Parks & Forests
Pisgah National Forest
One of the first national forests in the Eastern United States, Pisgah National Forest was established by the federal government in 1916. It covers over 500,000 acres in twelve counties in Western North Carolina and contains the original portion of George W. Vanderbilt’s once-vast Biltmore Estate. The roots of American Forest Conservation lie in Pisgah at the Cradle of Forestry, the brainchild of George Vanderbilt, Frederick Law Olmstead, and Gifford Pinchot. Transylvania County contains a significant portion of the forest, as well as some of its most memorable landmarks, including Looking Glass Falls, Sliding Rock, and the Cradle of Forestry Historic Site and Museum.
Dupont State Recreational Forest
Spanning over 10,000 acres of rolling hills and rocky crags between Brevard and Hendersonville, NC, Dupont State Recreational Forest houses some of Transylvania County’s most exciting climbing, biking, and hiking opportunities.
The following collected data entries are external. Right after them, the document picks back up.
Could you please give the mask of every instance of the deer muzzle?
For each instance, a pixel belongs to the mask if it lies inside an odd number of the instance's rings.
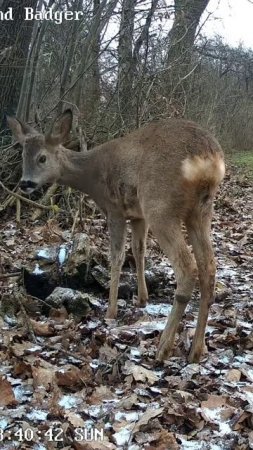
[[[19,186],[25,194],[31,194],[38,187],[38,184],[31,180],[21,180]]]

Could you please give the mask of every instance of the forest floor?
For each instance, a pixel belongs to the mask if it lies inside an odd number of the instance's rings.
[[[0,225],[0,449],[252,449],[252,207],[252,179],[231,169],[215,208],[217,295],[199,364],[187,362],[197,295],[173,357],[163,364],[155,360],[175,280],[152,237],[146,275],[152,278],[155,268],[163,272],[163,282],[156,288],[150,284],[147,307],[136,308],[133,295],[127,301],[122,290],[118,320],[106,322],[108,292],[90,288],[85,317],[78,320],[66,305],[45,310],[47,301],[35,298],[39,291],[32,296],[25,289],[26,272],[19,275],[27,266],[42,273],[34,255],[45,246],[62,251],[66,230],[55,219],[23,219],[17,226],[5,218]],[[84,231],[107,270],[104,220],[88,218]],[[130,256],[129,261],[125,270],[133,277]]]

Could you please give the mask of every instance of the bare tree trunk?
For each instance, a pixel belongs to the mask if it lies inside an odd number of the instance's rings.
[[[200,18],[209,0],[174,0],[175,19],[169,33],[167,64],[170,88],[175,98],[185,90],[184,80],[190,70],[192,50]]]
[[[53,3],[54,0],[50,0],[48,8],[50,8],[53,5]],[[39,0],[37,11],[41,11],[42,7],[43,7],[43,0]],[[39,60],[41,44],[43,41],[43,37],[45,35],[47,25],[48,25],[47,21],[44,21],[42,23],[36,21],[33,27],[31,45],[29,55],[26,61],[26,67],[17,107],[17,116],[20,119],[24,120],[25,122],[29,121],[29,118],[31,116],[31,101],[34,90],[36,69]]]
[[[152,0],[150,10],[147,14],[145,24],[143,25],[143,28],[141,30],[141,33],[139,37],[136,40],[134,50],[133,50],[133,71],[135,74],[136,81],[134,82],[134,91],[135,91],[135,98],[136,98],[136,127],[139,127],[139,113],[140,113],[140,103],[141,103],[141,96],[142,96],[142,83],[143,78],[145,76],[146,72],[146,63],[147,63],[147,56],[148,56],[148,48],[149,48],[149,29],[150,25],[153,19],[153,16],[155,14],[157,5],[159,0]],[[141,55],[140,50],[141,47],[145,46],[145,56],[144,61],[141,61]],[[138,64],[141,63],[140,67],[141,70],[138,73]]]
[[[0,53],[8,49],[1,61],[0,128],[4,113],[15,113],[29,51],[34,21],[24,21],[24,7],[36,8],[37,0],[3,0],[1,10],[13,7],[13,21],[2,21]]]
[[[91,65],[85,76],[83,86],[84,92],[84,109],[85,116],[88,121],[97,113],[100,100],[100,71],[99,71],[99,53],[100,53],[100,29],[102,10],[100,8],[100,0],[93,0],[93,33],[89,43],[89,57],[87,64]]]
[[[83,44],[77,81],[74,81],[76,104],[87,121],[97,114],[100,101],[99,56],[101,33],[108,23],[117,0],[93,0],[92,21]]]
[[[136,0],[123,0],[118,46],[118,99],[123,126],[129,128],[133,119],[133,34]]]
[[[82,8],[82,0],[76,0],[73,4],[73,11],[80,11]],[[78,32],[79,22],[73,21],[72,32],[70,37],[70,45],[67,50],[66,59],[64,61],[64,67],[61,75],[61,85],[60,85],[60,98],[63,98],[64,93],[68,87],[68,78],[70,74],[70,66],[75,54],[75,46],[77,42],[77,32]],[[58,114],[62,112],[62,103],[58,105]]]

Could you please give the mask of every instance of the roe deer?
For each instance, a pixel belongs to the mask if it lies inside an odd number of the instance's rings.
[[[216,139],[194,122],[169,119],[152,122],[80,153],[62,146],[72,125],[70,110],[60,116],[57,126],[46,136],[15,118],[9,117],[8,123],[23,146],[20,187],[24,192],[57,182],[89,194],[106,214],[111,238],[107,318],[117,315],[127,220],[132,228],[138,304],[146,304],[144,255],[148,228],[152,230],[173,265],[177,281],[173,307],[158,348],[159,360],[173,350],[198,275],[201,300],[189,360],[199,361],[215,287],[210,240],[213,200],[225,173],[223,152]],[[182,223],[195,258],[185,242]]]

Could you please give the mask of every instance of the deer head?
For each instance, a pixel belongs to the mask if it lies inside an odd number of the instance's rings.
[[[60,177],[59,152],[71,130],[73,115],[66,110],[43,135],[15,117],[7,117],[14,138],[23,147],[23,173],[20,188],[26,194]]]

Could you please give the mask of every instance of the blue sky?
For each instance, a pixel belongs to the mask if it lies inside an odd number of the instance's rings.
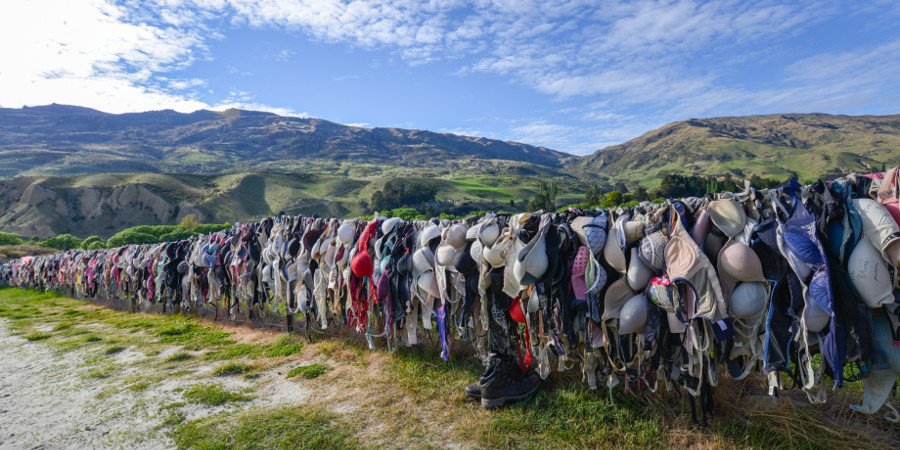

The forest was established in 1996 following the generous sale of the land from the Dupont Corporation. The magnificent 2200 acre tract at the very heart of the forest, containing High Falls, Triple Falls, and eerily beautiful Bridal Veil Falls was added to Dupont in 2000. Easily accessible from downtown Brevard, Dupont State Recreational Forest offers myriad opportunities for fishing, hiking, mountain biking, rock climbing, and horseback riding. Other notable waterfalls in DuPont include Grassy Creek Falls, Wintergreen Falls, and Hooker Falls.
DuPont has also served as a backdrop in several major motion pictures. Scenes from The Last of the Mohicans were shot at Hooker Falls, Bridal Veil Falls, and Triple Falls. Many pivotal action sequences in the smash film The Hunger Games were also shot in DuPont.
Gorges State Park
The newest addition to Transylvania County’s numerous parklands, Gorges was founded in 1999 following a generous sale from the Duke Energy Corporation. The lush park straddling the high edges of the Jocassee Gorges is temperate rainforest and home to at least twelve species of endangered plant and animal life, as well as an impressive roster of rare plant and animal species, unique to Gorges’ unusual ecosystem. The dramatic topography features many beautiful waterfalls and allows for all kinds of things to do, including hiking, climbing, mountain biking, fly fishing, and camping.
Recent improvements have made Gorges State Park more visitor-friendly than ever. Access roads, parking areas, trails, and an impressive new visitor center have transformed Gorges into North Carolina’s best state park.